In this section we will learn to make more generic rules using wildcards, and placeholders. We will also learn about the expand() utility.

In this Section:

  1. Use expand() to simplify our rule all
  2. Use wildcards to make a generic rule to run bcftools.
  3. Use placeholders to simplify our rule.

expand()

At the end of the last section, our target rule looked like this:

rule all:
    input: "results/chr21_stats.txt", "results/chr22_stats.txt"

You might imagine that if we wanted to generate statistics for all 22 chromosomes, this line would get long and difficult to read. To solve this problem, we can use expand(). The line

expand("results/chr{c}_stats.txt", c = ["21", "22"])

indicates the list of strings ["results/chr21_stats.txt", "results/chr22_stats.txt"]. This is equivalent to

expand("results/chr{c}_stats.txt", c = range(21, 23))

which is a little more convenient. We could also have multiple keys in expand(). For example,

expand({sample}_{time}.txt, sample = ["HG00096", "HG00097", "HG00099"], time = [1, 2] )

will expand to ['HG00096_1.txt', 'HG00096_2.txt', 'HG00097_1.txt', 'HG00097_2.txt', 'HG00099_1.txt', 'HG00099_2.txt'].

Use expand() to modify the all rule. Change this rule so that it also requests the file "results/chr201_stats.txt". Run

snakemake -n -p

You should see an error

Missing input files for rule all:
    affected files:
        results/chr20_stats.txt

This occurs because the file for chromosome 20 doesn’t exist and there are no rules telling Snakemake how to create it.

Wildcards

So far, we have written two different rules to produce "results/chr21_stats.txt" and "results/chr22_stats.txt". We could write a third rule for chromosome 20 but this isn’t very efficient. Instead, we can use a wildcard to write a generic rule. The wildcard is the part of the rule we want to be able to substitute out, in this case the chromosome number.

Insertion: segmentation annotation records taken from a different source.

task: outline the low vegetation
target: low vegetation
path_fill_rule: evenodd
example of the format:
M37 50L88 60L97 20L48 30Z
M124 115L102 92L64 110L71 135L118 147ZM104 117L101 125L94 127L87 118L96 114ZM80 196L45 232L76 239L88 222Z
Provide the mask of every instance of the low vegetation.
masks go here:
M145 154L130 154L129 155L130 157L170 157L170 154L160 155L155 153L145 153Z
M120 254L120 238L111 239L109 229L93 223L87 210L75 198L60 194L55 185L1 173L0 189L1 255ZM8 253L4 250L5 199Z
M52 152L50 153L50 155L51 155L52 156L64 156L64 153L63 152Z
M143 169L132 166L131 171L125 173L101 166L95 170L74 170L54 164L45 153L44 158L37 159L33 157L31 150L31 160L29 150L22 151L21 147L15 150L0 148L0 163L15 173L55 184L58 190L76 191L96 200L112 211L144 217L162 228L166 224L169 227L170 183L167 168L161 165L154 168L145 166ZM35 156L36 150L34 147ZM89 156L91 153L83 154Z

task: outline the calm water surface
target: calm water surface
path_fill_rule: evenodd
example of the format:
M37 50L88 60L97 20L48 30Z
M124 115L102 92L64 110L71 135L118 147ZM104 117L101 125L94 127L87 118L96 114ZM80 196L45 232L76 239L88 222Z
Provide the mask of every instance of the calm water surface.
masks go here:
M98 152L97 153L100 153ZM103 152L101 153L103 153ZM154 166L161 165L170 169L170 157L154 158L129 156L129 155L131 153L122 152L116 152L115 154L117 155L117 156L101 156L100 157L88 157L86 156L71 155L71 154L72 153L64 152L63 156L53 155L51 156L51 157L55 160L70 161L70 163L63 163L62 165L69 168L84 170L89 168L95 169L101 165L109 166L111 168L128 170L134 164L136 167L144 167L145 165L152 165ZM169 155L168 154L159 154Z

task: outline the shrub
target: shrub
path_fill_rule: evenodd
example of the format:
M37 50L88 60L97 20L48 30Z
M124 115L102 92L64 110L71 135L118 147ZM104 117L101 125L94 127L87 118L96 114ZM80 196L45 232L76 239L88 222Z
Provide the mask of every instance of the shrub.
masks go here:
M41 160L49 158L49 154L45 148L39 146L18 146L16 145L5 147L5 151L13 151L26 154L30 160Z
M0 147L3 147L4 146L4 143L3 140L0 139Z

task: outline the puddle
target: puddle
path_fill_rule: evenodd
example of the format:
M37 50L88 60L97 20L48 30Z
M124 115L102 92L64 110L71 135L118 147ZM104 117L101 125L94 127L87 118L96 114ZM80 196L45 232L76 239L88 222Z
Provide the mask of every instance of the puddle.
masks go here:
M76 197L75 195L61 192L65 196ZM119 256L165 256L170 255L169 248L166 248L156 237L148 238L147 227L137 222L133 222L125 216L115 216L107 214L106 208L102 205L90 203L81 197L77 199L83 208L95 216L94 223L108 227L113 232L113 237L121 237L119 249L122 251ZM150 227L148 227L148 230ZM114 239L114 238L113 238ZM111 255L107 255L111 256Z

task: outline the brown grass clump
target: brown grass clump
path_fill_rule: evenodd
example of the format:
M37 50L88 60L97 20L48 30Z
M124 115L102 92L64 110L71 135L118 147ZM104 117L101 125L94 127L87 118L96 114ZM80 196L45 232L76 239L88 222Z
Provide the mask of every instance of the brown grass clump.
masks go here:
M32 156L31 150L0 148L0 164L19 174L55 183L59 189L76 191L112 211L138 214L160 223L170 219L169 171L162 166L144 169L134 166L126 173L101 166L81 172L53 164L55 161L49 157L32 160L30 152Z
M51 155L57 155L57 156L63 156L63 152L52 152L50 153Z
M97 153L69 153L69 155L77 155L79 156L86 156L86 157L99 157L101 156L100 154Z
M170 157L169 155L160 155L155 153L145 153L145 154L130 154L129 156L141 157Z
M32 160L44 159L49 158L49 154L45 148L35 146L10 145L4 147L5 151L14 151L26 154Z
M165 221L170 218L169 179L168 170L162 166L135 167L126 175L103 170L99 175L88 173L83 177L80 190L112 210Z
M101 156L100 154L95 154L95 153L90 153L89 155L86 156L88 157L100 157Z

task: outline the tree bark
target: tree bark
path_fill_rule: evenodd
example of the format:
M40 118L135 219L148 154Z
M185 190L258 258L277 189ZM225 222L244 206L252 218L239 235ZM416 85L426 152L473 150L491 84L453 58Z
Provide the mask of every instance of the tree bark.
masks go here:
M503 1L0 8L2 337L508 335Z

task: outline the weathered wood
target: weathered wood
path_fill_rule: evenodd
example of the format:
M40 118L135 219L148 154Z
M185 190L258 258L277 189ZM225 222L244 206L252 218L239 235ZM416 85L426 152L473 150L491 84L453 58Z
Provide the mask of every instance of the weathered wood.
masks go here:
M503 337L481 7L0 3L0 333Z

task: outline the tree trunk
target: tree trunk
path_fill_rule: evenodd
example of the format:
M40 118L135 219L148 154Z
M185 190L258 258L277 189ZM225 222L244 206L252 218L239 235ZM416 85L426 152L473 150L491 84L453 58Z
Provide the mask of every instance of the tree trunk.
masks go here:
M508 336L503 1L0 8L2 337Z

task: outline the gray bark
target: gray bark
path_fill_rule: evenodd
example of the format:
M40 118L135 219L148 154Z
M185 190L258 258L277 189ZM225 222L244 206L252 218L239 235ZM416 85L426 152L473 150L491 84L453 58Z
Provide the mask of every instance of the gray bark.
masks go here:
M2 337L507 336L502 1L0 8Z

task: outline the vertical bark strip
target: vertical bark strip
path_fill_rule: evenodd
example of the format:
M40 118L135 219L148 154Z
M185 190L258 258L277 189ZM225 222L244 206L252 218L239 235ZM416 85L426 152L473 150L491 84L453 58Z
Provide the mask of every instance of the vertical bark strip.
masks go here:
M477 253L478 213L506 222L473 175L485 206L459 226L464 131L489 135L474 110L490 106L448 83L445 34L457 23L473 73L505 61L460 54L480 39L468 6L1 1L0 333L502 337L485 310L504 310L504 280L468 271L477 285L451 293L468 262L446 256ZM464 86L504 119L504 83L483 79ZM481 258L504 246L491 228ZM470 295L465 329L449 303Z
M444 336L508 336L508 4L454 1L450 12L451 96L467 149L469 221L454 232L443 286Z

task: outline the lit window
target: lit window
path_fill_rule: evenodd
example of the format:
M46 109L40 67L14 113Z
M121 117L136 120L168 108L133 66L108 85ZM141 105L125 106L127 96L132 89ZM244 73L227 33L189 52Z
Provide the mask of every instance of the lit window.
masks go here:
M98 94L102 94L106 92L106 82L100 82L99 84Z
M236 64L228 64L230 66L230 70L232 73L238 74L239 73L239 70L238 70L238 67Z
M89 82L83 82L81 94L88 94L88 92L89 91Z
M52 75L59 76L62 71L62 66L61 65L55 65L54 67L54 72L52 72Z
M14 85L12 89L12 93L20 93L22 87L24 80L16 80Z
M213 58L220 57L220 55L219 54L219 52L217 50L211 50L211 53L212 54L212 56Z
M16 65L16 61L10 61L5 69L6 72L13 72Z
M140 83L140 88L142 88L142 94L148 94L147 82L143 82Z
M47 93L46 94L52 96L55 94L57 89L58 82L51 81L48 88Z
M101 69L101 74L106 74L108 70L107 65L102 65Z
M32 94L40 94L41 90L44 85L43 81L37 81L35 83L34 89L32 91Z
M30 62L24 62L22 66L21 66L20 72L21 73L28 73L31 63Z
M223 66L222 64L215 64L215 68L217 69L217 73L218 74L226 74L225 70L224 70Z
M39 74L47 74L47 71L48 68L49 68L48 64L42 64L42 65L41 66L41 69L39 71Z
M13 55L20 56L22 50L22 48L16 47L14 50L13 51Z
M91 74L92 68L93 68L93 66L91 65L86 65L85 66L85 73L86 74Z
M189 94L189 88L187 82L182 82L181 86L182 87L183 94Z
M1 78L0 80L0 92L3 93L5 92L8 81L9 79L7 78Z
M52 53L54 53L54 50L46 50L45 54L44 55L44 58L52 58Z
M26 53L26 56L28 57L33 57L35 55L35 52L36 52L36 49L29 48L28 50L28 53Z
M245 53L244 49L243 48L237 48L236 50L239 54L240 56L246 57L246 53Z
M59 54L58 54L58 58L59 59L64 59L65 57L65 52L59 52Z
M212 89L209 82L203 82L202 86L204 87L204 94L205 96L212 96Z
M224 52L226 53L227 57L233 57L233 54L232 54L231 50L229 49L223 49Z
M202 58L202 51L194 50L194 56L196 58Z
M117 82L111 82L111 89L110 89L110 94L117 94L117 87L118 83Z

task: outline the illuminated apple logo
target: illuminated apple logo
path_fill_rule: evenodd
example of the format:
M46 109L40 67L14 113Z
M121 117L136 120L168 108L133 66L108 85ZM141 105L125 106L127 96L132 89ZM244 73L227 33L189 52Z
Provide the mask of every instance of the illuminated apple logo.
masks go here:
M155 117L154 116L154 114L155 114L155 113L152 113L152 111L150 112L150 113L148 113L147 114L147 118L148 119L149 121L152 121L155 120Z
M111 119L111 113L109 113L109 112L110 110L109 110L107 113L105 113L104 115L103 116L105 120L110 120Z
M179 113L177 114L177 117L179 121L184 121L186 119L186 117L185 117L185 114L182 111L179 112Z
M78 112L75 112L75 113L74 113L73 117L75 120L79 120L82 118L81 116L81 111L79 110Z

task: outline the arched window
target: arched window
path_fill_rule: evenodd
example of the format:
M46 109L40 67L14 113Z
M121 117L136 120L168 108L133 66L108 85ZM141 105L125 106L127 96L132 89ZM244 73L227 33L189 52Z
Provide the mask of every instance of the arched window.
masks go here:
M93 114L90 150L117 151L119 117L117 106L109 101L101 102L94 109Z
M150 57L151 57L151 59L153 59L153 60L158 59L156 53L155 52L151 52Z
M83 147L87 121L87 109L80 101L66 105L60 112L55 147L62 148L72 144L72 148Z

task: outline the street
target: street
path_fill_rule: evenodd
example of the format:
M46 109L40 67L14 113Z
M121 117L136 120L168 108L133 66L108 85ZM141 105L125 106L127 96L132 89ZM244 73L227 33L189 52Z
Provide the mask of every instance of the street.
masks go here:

Remove the rules get_stats22 and get_stats21 from your Snakefile and add the rule

rule get_stats:
    input: "data/chr{c}.vcf.gz"
    output: "results/chr{c}_stats.txt"
    shell: "mkdir -p results; bcftools stats data/chr{wildcards.c}.vcf.gz > results/chr{wildcards.c}_stats.txt"

In this rule {c} is a wildcard. To access the value of the wildcard in the shell line, we need to use {wildcards.c}. You could use anything here. For example, this is equivalent to

rule get_stats:
    input: "data/chr{chromosome}.vcf.gz"
    output: "results/chr{chromosome}_stats.txt"
    shell: "mkdir -p results; bcftools stats data/chr{wildcards.chromosome}.vcf.gz > results/chr{wildcards.chromosome}_stats.txt"

Re-run the dry-run command

snakemake -n -p

and see that you no longer get an error. Scroll through the output and see how Snakemake has filled in the value of the wildcard according to its needs.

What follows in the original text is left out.